Aujourd'hui la maison prend l'air, je suis seule, ici chez elle, j'ai décidé de libérer les pièces des esprits coincés par le temps, les générations. Toute la maison avec ses fenêtres ouvertes, le jardin passant par la porte d'entrée pour aller vers le potager derrière, par la porte de la cuisine, des courants d'air, des souvenirs nombreux. Une grand maison blanche, posée dans un coin de nature, un lieu de repos depuis sa retraite, mais aussi une vie active, des guerres, des enfants, des mariages, des divorces, des repas et des fêtes. Nous avons tous des photos , en toutes saisons, je les ai étalées sur la table du salon, immense, remplie de toutes les générations, en couleur et noir et blanc. Miracles de voir des parents petits, des enfants inconnus, du moins, je ne peux mettre un prénom dessus, des militaires, des paysans, des fêtes locales, des mariées, des chevaux et des jardins, des couleurs seventies, des tenues de tous âges, je voyage depuis deux jours dans ma famille. Sans leur présence, sans leurs commentaires aigris pour certains, sans leurs rires non plus face à nos sourires figés d'autres décennies, je classe au mieux, je vais ranger tout cela dans un boîte à chaussures, les numériser pour tous, enfin pour ceux qui souhaiteront connaître le passé.

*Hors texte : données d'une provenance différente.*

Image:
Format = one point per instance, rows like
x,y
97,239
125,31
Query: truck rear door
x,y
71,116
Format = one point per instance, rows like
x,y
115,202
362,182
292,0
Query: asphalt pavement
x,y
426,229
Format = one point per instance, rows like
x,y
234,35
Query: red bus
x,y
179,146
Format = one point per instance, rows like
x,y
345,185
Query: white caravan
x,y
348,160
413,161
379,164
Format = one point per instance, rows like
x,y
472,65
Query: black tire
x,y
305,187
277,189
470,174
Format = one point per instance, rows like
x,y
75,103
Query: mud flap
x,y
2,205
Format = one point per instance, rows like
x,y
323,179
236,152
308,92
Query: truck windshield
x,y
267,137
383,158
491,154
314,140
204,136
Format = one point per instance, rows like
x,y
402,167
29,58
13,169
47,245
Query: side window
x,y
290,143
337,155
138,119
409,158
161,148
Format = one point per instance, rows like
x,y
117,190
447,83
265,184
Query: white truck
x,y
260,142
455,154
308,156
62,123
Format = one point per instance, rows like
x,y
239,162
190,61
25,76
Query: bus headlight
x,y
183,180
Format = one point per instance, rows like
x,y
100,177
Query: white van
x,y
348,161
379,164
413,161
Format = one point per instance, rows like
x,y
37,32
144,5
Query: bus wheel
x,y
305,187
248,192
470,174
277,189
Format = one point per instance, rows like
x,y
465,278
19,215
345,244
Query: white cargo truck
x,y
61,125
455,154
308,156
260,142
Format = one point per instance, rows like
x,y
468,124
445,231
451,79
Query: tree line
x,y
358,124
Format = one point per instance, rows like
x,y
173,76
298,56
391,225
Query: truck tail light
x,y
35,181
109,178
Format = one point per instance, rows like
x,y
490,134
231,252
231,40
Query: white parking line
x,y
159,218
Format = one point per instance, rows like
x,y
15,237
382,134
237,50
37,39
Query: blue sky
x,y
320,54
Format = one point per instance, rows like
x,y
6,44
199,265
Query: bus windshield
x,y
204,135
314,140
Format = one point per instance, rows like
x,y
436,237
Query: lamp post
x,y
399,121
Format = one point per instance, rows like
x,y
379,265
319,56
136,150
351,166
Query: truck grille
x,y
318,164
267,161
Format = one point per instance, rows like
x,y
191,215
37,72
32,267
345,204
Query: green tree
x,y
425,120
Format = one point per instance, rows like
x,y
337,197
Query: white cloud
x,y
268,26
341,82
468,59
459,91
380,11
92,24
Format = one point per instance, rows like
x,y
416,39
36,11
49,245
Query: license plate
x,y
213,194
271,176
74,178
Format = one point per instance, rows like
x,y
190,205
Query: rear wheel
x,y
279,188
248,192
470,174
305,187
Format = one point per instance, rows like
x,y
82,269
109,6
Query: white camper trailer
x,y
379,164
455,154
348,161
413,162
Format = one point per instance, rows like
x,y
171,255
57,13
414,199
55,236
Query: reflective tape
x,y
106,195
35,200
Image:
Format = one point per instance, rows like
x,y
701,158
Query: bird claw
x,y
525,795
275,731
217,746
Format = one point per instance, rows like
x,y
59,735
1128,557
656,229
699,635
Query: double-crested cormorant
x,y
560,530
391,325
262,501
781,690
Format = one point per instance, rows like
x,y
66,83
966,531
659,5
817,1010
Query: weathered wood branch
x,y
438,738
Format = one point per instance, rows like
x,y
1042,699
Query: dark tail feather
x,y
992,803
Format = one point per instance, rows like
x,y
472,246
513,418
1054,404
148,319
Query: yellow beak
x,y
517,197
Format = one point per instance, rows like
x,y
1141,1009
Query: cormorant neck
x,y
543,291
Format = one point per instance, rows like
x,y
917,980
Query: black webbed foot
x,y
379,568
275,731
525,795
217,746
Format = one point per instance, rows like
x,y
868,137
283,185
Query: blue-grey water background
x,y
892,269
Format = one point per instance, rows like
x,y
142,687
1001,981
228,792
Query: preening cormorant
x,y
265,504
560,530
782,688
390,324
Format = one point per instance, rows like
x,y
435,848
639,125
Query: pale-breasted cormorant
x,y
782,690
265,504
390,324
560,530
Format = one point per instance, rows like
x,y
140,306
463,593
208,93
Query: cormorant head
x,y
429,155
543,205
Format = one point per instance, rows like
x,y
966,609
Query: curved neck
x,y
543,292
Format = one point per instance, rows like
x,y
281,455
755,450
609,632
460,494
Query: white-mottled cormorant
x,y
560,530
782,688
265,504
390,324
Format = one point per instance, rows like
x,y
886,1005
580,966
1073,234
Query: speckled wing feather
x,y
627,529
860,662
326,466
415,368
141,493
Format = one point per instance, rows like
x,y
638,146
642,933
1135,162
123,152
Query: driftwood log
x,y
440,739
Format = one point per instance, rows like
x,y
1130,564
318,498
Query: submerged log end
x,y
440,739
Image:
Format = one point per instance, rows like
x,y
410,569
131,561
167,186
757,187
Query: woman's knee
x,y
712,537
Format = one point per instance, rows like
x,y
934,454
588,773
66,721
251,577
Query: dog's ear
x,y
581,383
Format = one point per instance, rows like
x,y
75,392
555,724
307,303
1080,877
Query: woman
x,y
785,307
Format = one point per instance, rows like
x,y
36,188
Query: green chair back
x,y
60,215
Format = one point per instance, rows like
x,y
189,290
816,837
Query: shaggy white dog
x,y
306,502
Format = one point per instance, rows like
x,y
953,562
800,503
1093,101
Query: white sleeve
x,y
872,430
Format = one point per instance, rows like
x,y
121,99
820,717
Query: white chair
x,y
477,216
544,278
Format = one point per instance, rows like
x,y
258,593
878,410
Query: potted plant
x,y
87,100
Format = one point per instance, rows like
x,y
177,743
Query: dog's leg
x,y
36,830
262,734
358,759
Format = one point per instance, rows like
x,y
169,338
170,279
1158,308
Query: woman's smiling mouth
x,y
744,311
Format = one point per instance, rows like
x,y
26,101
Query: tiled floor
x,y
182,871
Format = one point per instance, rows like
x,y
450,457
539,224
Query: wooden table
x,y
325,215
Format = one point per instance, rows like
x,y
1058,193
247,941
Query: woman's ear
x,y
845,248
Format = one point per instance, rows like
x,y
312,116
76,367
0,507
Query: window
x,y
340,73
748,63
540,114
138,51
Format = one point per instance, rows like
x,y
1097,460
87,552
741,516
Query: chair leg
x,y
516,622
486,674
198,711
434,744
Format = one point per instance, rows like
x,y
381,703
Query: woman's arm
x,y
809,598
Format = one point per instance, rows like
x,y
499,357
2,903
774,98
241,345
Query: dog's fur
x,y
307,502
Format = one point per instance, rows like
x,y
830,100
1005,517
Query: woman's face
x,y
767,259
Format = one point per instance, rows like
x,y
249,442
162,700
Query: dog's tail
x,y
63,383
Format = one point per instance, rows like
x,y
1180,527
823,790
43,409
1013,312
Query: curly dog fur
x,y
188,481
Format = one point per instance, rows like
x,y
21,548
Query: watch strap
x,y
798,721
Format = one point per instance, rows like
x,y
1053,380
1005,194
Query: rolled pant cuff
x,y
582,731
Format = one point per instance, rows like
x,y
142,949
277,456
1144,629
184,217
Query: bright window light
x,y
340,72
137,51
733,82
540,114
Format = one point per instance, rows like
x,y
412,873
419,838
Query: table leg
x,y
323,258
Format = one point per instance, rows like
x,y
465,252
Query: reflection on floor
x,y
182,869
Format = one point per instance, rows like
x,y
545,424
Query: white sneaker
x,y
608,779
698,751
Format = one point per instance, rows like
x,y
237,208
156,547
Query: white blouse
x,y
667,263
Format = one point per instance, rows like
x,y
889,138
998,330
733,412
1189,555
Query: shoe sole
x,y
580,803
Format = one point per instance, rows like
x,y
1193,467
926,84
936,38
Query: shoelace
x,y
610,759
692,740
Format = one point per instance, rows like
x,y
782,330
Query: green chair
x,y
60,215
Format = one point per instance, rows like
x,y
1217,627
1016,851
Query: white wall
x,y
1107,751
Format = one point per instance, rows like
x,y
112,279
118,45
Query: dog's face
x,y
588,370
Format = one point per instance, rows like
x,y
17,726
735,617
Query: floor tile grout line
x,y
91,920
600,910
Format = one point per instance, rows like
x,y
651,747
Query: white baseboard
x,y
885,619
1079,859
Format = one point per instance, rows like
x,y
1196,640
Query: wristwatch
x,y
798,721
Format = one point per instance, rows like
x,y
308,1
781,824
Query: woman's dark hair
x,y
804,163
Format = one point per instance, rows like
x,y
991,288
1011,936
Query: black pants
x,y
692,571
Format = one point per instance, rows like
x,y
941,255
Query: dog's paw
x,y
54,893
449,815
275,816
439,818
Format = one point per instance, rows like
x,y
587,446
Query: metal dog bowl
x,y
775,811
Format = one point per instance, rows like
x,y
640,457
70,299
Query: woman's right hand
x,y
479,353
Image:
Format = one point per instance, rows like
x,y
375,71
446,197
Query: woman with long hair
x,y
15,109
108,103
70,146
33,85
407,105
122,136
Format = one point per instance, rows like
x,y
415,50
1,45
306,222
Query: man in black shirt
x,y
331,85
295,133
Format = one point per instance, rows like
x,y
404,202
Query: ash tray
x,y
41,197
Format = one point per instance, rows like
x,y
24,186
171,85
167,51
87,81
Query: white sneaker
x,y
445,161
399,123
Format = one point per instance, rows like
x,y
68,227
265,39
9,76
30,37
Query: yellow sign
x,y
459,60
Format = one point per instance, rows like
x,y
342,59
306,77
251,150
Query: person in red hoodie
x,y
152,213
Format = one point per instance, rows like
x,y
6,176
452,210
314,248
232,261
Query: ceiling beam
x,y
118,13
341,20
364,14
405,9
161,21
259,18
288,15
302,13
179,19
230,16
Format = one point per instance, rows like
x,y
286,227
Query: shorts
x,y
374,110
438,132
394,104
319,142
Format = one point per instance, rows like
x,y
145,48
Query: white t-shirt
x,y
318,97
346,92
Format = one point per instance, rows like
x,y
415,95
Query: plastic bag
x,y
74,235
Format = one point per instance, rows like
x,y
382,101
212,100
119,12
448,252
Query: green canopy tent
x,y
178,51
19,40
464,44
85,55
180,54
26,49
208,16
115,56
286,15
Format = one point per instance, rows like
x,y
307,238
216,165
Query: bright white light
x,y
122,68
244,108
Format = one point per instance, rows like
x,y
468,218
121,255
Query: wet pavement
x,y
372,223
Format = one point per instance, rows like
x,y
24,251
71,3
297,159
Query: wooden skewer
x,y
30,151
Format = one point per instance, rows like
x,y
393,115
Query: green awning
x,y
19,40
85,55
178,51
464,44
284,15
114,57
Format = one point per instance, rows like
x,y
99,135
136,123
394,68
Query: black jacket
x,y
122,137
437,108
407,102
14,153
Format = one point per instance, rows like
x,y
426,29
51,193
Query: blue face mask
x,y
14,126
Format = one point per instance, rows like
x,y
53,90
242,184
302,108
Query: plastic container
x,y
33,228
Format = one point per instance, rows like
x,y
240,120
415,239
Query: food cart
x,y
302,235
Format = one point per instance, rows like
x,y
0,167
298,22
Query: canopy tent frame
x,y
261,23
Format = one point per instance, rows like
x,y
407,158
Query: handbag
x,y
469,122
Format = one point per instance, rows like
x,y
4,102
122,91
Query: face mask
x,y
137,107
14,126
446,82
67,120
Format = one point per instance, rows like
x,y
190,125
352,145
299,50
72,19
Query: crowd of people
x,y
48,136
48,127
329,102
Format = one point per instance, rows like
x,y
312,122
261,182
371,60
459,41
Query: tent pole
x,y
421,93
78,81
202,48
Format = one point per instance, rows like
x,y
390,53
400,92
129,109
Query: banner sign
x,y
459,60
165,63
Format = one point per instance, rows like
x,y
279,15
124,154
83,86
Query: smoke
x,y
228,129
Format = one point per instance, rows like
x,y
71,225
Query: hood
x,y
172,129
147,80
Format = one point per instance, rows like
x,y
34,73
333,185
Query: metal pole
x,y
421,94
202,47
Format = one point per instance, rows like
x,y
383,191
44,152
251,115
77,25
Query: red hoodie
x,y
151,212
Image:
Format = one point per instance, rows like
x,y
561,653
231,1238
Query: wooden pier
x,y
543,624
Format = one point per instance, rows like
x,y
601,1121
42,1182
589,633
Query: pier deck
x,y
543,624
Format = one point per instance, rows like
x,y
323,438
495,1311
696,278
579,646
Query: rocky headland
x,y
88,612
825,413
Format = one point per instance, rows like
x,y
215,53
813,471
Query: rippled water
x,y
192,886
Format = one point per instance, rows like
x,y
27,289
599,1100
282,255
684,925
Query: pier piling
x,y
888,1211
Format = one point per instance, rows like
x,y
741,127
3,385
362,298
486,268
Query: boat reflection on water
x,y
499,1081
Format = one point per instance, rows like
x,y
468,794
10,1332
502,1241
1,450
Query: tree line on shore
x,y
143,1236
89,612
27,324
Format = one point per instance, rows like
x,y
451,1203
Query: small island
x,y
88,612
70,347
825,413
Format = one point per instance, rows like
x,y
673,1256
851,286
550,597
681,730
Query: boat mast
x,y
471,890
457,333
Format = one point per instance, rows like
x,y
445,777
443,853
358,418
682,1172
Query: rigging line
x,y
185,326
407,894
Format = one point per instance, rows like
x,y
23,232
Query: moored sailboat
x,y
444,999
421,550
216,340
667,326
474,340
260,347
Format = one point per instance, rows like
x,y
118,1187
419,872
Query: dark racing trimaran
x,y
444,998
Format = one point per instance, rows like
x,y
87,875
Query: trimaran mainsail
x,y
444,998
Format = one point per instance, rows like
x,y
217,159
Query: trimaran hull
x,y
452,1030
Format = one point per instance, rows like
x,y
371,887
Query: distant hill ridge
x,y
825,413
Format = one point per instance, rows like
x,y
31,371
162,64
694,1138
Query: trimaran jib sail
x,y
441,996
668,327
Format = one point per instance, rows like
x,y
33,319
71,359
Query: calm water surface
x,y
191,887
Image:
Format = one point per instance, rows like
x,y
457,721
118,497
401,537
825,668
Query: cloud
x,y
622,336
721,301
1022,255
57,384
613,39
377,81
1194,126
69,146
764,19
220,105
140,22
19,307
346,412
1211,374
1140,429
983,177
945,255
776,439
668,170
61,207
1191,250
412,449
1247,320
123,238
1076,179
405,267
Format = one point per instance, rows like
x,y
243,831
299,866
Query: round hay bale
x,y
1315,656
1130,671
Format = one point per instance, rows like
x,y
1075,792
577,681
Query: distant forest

Je ne suis pas nostalgique car c'est simplement une partie de moi, plus qu'un gène, une tranche d'histoire.

Et là-haut, j'ai ouvert des armoires, des lieux interdits quand j'étais petite, pour éviter que nos jeux abîment les meubles, les lits, les armoires. Des endroit oubliés quand je venais moins souvent dans ma période adolescente, préférant la ville à la campagne tranquille, paradoxe d'un âge. J'ouvre les portes, j'ouvre les armoires, les commodes, tout est là, l'odeur de la lessive, des bouquets de lavande maison et un peu de renfermé. J'aère les lieux et les esprits.

Sur une tringle, posées, des robes, des années 40 à 70, trente ans de mode, du fait maison, avec de petits moyens, une robe de mariée (à qui appartenait-elle ?), des robes provenant de petits magasins, du village ou de la ville. Je regarde, je la vois dedans, le souvenir des photos vues hier soir, avec ce modèle, elle a tout conservé. Là une robe fifties, corolle et froufrous d'origine, blanche dessous, des pois dessus, je ne peux résister. Je me glisse dedans.

J'adore traverser le temps, je ferme les yeux, je les ouvre face au miroir, elle est encore là, à travers moi, nos traits communs, cette robe.